Shortcode Problems: WordPress 4.4

miqrogroove
2015-08-31T11:07:48+00:00

I will briefly summarize Shortcode API changes since WordPress 4.0 and then kick off some ideas for a roadmap.

The first major accomplishment was the expansion of the API documentation, including a new large section I wrote about the formal syntax for shortcode input.

I also put forward a robust parser concept for the function wptexturize() that promised to re-introduce the ability to use unrestricted HTML code inside of shortcodes and shortcode attributes.  That concept went through many, many changes before being introduced in v4.2.3.  After consulting with the WordPress security team, and after extensive testing of the shortcode parsing functions, we determined that the shortcodes-first parsing strategy was fundamentally flawed and could not be included with any version beyond v4.2.2.  This is why I added an HTML parser to the Shortcode API and ultimately curtailed the use of shortcodes inside HTML rather than expand the use of HTML inside shortcodes.

Questions for the Roadmap

Should We Allow Shortcodes in HTML Attributes?

There are strong arguments for and against any use of shortcodes inside the HTML angle braces.  As of v4.2.3, all users are effectively restricted to the author-level HTML filter whenever a shortcode is used.  We could try to improve upon this in several ways:

  1. Implement the unfiltered_html capability in the Shortcode API so that different users will experience different levels of HTML filtering around shortcodes.  This would restore all shortcodes-in-HTML functionality, but only for Administrators and Editors.  Other users would remain filtered, possibly adding to the confusion.
  2. Add a more simple parameter to the Shortcode API that indicates whether or not all of the input needs to be filtered.  Same idea here as above, but less flexible.
  3. Further restrict shortcodes in unnamed HTML elements.  There were many strong opinions about whether we should do this already in v4.3.
  4. Ignore all shortcodes in HTML attributes.  It would be fast and secure, but it would break some plugins.
  5. Do nothing.  The advantage of not changing the API is increased plugin stability.

Should We Allow HTML in Shortcode Attributes?

The problem with HTML inside of shortcodes is that it greatly increases the complexity of the other content filters, such as wptexturize() and wpautop().  That complexity results in many bugs that are difficult if not impossible to fix.  Here are some ways to deal with these problems:

  1. Ignore all shortcodes that contain angle braces.  This would make our filters a bit more simple, but would break some existing content.  The content filters would still have to include a lot of extra code to avoid treating the shortcodes as regular content.
  2. Change the default filter order so that shortcodes are processed before running the other content filters (but not before KSES when needed).  This would greatly simplify the problems with the other content filters, but would break some plugins due to the change of expected output.
  3. Do nothing.  This is good for plugin stability, but very bad for core quality.

Should We Re-Parse the HTML with Each Filter?

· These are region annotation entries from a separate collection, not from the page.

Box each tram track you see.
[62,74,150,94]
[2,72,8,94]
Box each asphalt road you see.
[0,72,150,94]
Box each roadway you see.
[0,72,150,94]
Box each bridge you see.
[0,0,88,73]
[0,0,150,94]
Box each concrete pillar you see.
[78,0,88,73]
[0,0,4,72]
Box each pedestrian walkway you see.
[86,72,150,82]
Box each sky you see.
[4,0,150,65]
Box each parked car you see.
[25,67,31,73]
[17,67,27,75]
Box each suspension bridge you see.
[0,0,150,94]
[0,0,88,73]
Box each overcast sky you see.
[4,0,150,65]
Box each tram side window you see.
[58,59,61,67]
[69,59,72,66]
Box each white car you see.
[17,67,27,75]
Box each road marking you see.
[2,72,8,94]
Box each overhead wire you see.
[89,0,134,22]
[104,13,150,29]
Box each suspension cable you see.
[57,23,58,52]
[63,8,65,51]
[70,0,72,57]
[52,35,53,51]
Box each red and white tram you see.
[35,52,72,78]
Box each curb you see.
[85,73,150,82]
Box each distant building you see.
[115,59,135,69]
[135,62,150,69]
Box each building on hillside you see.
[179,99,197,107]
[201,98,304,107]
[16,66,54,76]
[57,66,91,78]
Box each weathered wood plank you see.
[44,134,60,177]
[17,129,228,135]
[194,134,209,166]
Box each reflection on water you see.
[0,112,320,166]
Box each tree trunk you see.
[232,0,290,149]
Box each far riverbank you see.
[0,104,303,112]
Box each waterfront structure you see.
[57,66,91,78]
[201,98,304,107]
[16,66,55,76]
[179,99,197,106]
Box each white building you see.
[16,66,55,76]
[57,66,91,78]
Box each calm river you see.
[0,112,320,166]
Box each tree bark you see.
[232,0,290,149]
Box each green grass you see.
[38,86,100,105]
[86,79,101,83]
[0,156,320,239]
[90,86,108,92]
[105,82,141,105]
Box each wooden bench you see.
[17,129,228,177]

The more bugs that we fix in the Formatting component of WordPress, the more places we will have to test individual HTML elements to get correct output.  So it starts to look very repetitive to parse and loop over here, then parse and loop over there, and so on.  However, due to the nature of shortcodes and “autop” adding more HTML elements within the content, I am starting to feel comfortable with the idea of repeatedly parsing the HTML.  Even if I try a more structured approach, it will still be necessary to search and replace large portions of that structure.  With the addition of wp_html_split() in v4.2.3 I hope to at least move away from having many different HTML parsers in the core code.  If there are any concerns about this parsing strategy, they should be addressed now rather than later.

I Can Has_Shortcode?

One of the new tickets points out that the function has_shortcode() is neglected and doesn’t work the same way as the others. Do we need a more modular design for the API or does this just need a quick update?  Did this function ever work correctly?  Does anyone still use it?

If We Could Go Back and Do This All Over Again…

One of the central lessons of these API changes is that the square brace syntax for shortcodes was a poor choice.  It doesn’t mix well with HTML, it doesn’t parse well with regex, and it prevents users from typing square braces inside shortcode attribute values.  If we could re-invent shortcodes today, we would certainly not use the same syntax.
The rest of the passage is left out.